Today, when 20 percent of the world consumes 80 percent of its resources, when a quarter of us have an acceptable standard of living and three-quarters don't, how can this divide possibly come together? While the politicians struggle with the baggage of history, a new generation is emerging from the digital landscape free of many of the old prejudices. These kids are released from the limitation of geographic proximity as the sole basis of friendship, collaboration, play, and neighborhood. Digital technology can be a natural force drawing people into greater world harmony.

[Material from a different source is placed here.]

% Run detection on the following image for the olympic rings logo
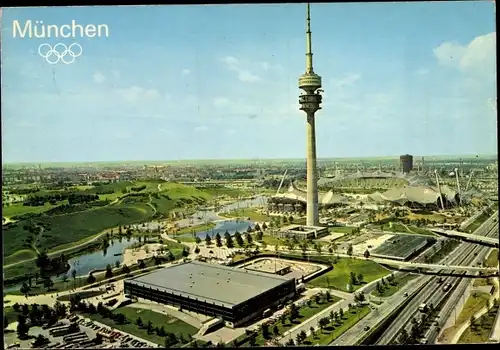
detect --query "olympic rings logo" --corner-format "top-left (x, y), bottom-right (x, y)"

The harmonizing effect of being digital is already apparent has previously partitioned disciplines and enterprises find themselves collaborating, not competing. A previously missing common language emerges, allowing people to understand across boundaries. Kids at school today experience the opportunity to look at the same thing from many perspectives. A computer program, for example, can be seen simultaneously as a set of computer instructions or as concrete poetry formed by the indentations in the text of the program. What kids learn very quickly is that to know a program is to know it from many perspectives, not just one.

But more than anything, my optimism comes from the empowering nature of being digital. The access, the mobility, and the ability to effect change are what will make the future so different from the present. The information superhighway may be mostly hype today, but it is an understatement about tomorrow. It will exist beyond people's wildest predictions. As children appropriate a global information resource, and as they discover that only adults need learner's permits, we are bound to find new hope and dignity in places where very little existed before.

My optimism is not fueled by an anticipated invention or discovery. Finding a cure for cancer and AIDS, finding an acceptable way to control population, or inventing a machine that can breathe our air and drink our oceans and excrete unpolluted forms of each are dreams that may or may not come about. Being digital is different. We are not waiting on any invention. It is here. It is now. It is almost genetic in its nature, in that each generation will become more digital than the preceding one. The control bits of that digital future are more than ever before in the hands of the young. Nothing could make me happier.